1-3: Nice file structure and clear purpose!

The copyright header and docstring clearly establish the file's purpose. Good foundation for the template system.


4-26: Clean template setup with good error handling

The script template has solid foundations with proper imports, logging configuration, and environment file handling. The optional exit approach for missing .env files is thoughtful - gives users flexibility while providing clear warnings.


28-44: Excellent environment variable helper functions

These utility functions provide robust error handling and clear logging. The distinction between required and optional variables is well-implemented. The default value handling in get_optional_env is particularly thoughtful.


46-80: Comprehensive source configuration with excellent error handling

The source configuration section is well-structured with proper exception handling, connection verification, and stream selection. The comments providing alternative stream selection options are helpful for users. The logging throughout provides good visibility into the pipeline execution.


82-119: Well-designed data processing section with good user guidance

The data reading and DataFrame conversion logic is solid.
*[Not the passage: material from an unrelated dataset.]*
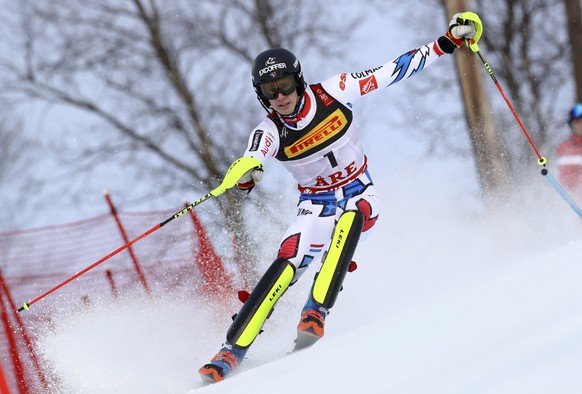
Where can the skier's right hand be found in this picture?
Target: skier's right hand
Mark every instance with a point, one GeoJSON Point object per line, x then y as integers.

I particularly appreciate:

  • Clear error handling for each stream conversion
  • Informative logging with row counts
  • The prominent comment directing users to add their processing logic
  • Defensive programming with the if results.streams: check

121-151: Thoughtful destination handling with practical considerations

The destination configuration mirrors the source setup well. The commented-out alternative approach for destination check failures (lines 147-149) shows good awareness of real-world connector behavior. The conservative approach of exiting by default is appropriate for safety.
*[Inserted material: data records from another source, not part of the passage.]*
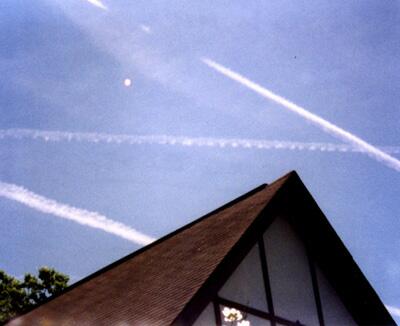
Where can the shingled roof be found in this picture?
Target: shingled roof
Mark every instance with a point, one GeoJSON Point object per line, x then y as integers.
{"type": "Point", "coordinates": [171, 280]}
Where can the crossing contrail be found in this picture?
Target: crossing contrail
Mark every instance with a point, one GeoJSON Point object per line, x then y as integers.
{"type": "Point", "coordinates": [98, 4]}
{"type": "Point", "coordinates": [78, 215]}
{"type": "Point", "coordinates": [327, 126]}
{"type": "Point", "coordinates": [64, 136]}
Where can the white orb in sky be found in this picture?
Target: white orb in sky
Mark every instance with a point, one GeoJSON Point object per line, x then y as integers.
{"type": "Point", "coordinates": [127, 82]}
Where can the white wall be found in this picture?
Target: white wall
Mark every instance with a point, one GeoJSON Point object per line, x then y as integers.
{"type": "Point", "coordinates": [334, 311]}
{"type": "Point", "coordinates": [207, 317]}
{"type": "Point", "coordinates": [246, 284]}
{"type": "Point", "coordinates": [289, 274]}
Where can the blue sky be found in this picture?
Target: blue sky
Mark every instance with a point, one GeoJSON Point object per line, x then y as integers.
{"type": "Point", "coordinates": [63, 66]}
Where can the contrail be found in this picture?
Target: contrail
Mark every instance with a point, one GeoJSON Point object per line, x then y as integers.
{"type": "Point", "coordinates": [78, 215]}
{"type": "Point", "coordinates": [59, 136]}
{"type": "Point", "coordinates": [327, 126]}
{"type": "Point", "coordinates": [98, 4]}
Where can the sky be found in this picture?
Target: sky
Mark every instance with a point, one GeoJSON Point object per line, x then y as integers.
{"type": "Point", "coordinates": [122, 121]}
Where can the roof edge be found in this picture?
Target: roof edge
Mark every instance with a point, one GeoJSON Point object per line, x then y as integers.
{"type": "Point", "coordinates": [142, 249]}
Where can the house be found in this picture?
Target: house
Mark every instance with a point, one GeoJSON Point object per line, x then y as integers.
{"type": "Point", "coordinates": [269, 257]}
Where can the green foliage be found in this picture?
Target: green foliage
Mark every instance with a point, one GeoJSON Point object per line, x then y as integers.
{"type": "Point", "coordinates": [18, 296]}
153-174: Clean pipeline execution with appropriate error handling

The final pipeline execution section is well-structured. The separation of read and write operations with individual logging provides good visibility. The error handling ensures failures are properly logged and the script exits gracefully.


178-210: Comprehensive documentation template

The documentation template covers all essential aspects:

  • Installation instructions
  • Configuration guidance
  • Running instructions
  • Best practices
  • Helpful links to official documentation

This will provide users with a complete getting-started experience. The use of placeholders for dynamic content is well-designed.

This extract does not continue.